First question is to show that space $X$ with this inner product is not a Hilbert space (motivation being that the completion of this space is the Sobolev space $H^1_0[0,1]$). My idea was the following: I wanted to find a sequence of smooth functions similar to the bump function https://en.wikipedia.org/wiki/Bump_function , for example given by $$ f(t) = \begin{cases} \operatorname{exp}\Big(\frac{-(t-\frac{1}{2})^2}{\frac{1}{2}^2 - (t-\frac{1}{2})^2}\Big), & t \in (0,1) \\ 0, & t \in \{0,1\} \end{cases}$$
such that the mass becomes more and more concentrated in the middle (but the area of the integral of the differences keeps being small, so it would be a Cauchy sequence), and this sequence would converge to a non-continuous (but integrable) function. Unfortunately I'm not sure if this is a reasonable approach or how to explicitly describe this, since I feel like functions from the space $X$ have very strong properties so it's hard to find a sequence "breaking" it. I would appreciate any feedback about it, if possible.
The second question is to show that operator $M_h$ is bounded. I managed to show this (I will write $h$ and $f$ instead of $h(t)$ and $f(t)$ for better clarity): denote $M = \max\{M_1, M_2\}$ where $$ M_1 = \max_{t \in [0,1]} |h(t)|$$ $$ M_2 = \max_{t \in [0,1]} |h'(t)|.$$
Then \begin{align} \Vert M_h \Vert^2 &= \Vert hf \Vert = \int_0^1 (hf)'\overline{(hf)'}dt =\int_0^1 |(hf)'|^2 \\&= \int_0^1 |h'f + hf'|^2 \leq \int_0^1 (|h|^2+|h'|^2)(|f|^2 + |f'|^ 2 )dt \\ &\leq 2M^2 \Big( \int_0^1 |f|^2 dt + \int_0^1 |f'|^2 dt \Big) \\ &=2M^2 \Big( \int_0^1 |f|^2 dt + \Vert f \Vert ^2 \Big) \end{align} where the first inequality comes from Cauchy-Schwartz lemma. Now, I would like to do something about the remaining integral, namely $\int_0^1 |f|^2 dt$ but here I'm stuck. Could someone share a hint if this approach makes sense, assuming my previous calculations were correct?
Thanks!
You wrote $ \int_0^1 |f|^2 dt + \| f\|$ for $ \int_0^1 |f|^2 dt + \| f\|^{2}$
$f(x)=\int_0^{x} f'(t)dt$ so $|f(x)| \leq \int_0^{1}|f'(t)| dt\leq \sqrt {\int_0^{1}|f'(t)|^{2} dt}$ This implies that $\int_0^{1}|f(t)|^{2} dt \leq \int_0^{1}|f'(t)|^{2} dt=\|f\|^{2}$.

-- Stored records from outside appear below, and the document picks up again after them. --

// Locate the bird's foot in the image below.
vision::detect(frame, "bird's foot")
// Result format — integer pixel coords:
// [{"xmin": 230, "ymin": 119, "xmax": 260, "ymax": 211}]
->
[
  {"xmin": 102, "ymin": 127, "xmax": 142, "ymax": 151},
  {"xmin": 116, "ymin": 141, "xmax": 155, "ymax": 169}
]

Here is a different approach to the first part. Define $T(f)=f(\frac 1 2)=\int_0^{\frac 1 2} f'(t)dt$. This is clearly a continuous linear functional. If the space is complete then we can apply Riesz Theorem to conclude that there exists $g \in X$ with $Tf=\int_0^{1}f'(t)g'(t)dt$ for all $f \in X$. Thus $\int_0^{1} f'(t)[g'(t)-\chi_{(0,\frac 1 2)}] dt=0$ for all $f \in X$. This implies that $g'(t)=\chi_{(0,\frac 1 2)}$ a.e. but this contradicts the fact that $g'$ is continuous.